Type 1 diabetes mellitus is a disease characterized by complete pancreatic Beta-cell insufficiency. The only treatment is with subcutaneous or intravenous insulin injections, traditionally administered in an open-loop manner. Patients attempt to mimic normal physiology in order to prevent the complications of hyper- and hypoglycemia (elevated glucose levels, and low glucose levels, respectively). Even minor glucose elevations increase the risk of complications (retinopathy, nephropathy, and peripheral vascular disease).

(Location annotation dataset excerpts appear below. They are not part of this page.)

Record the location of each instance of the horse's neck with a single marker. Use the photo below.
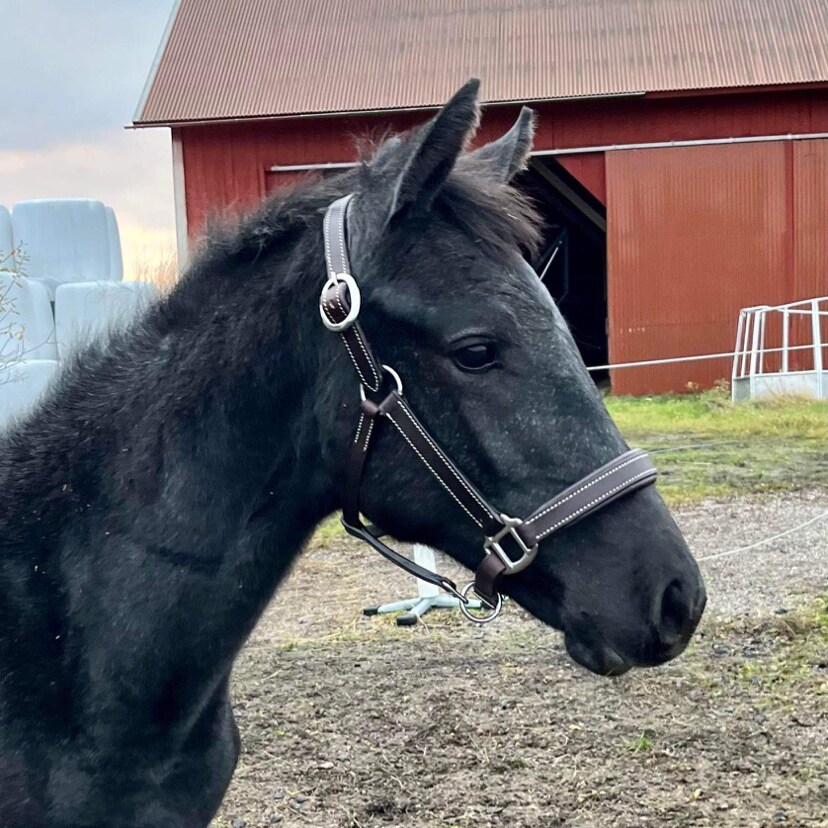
(202, 483)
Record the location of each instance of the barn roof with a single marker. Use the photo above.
(260, 58)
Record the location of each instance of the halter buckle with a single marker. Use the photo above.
(354, 299)
(492, 545)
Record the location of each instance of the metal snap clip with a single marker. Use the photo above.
(489, 611)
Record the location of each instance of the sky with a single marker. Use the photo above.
(73, 73)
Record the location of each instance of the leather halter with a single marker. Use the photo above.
(339, 306)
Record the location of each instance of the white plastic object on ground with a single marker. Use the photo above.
(6, 238)
(116, 261)
(64, 240)
(87, 310)
(21, 386)
(27, 327)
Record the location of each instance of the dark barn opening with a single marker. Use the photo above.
(572, 260)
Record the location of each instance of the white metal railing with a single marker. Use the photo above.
(798, 329)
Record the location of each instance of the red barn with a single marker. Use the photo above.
(681, 157)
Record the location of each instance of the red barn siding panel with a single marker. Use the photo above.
(810, 159)
(810, 246)
(226, 164)
(694, 234)
(590, 170)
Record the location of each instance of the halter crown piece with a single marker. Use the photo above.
(339, 306)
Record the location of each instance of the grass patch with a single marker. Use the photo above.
(793, 652)
(739, 448)
(742, 448)
(327, 534)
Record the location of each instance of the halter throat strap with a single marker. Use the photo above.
(339, 306)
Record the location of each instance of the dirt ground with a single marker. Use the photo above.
(350, 721)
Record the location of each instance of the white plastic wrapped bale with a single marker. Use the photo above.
(27, 327)
(6, 238)
(86, 310)
(21, 386)
(65, 240)
(116, 261)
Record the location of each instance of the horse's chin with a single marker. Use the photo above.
(600, 659)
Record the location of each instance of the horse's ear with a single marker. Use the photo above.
(508, 155)
(432, 150)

In recent years, sensors and pumps have become available that show great promise for a closed-loop artificial pnacreas -- however the crucial missing component is the algorithm to connect the devices. In order to normalize the glucose levels of insulin dependent, type 1 diabetic patients, the algorithms for the development of an artificial pancreatic islet need to exploit all the measured variables that the normal islet insulin secretion utilizes and quickly increase or decrease the insulin secretory.

Our group has been working on model-based control algorithms for pump control over the last 15 years; with clinical evaluations over the last 6 years in collaboration with the Sansum Diabetes Research Institute. Our investigations have addressed the critical algorithmic elements of: model identification, disturbance estimation, model predictive controller design, event detection, monitoring & alarming, and optimization solution. In this talk, we present our most recent computational and clinical results in pursuit of the artificial beta cell. Our novel contributions include the model formulation, meal detection & estimation schemes, efficient programming formulation, and the use of insulin-on-board constraints to ensure safety.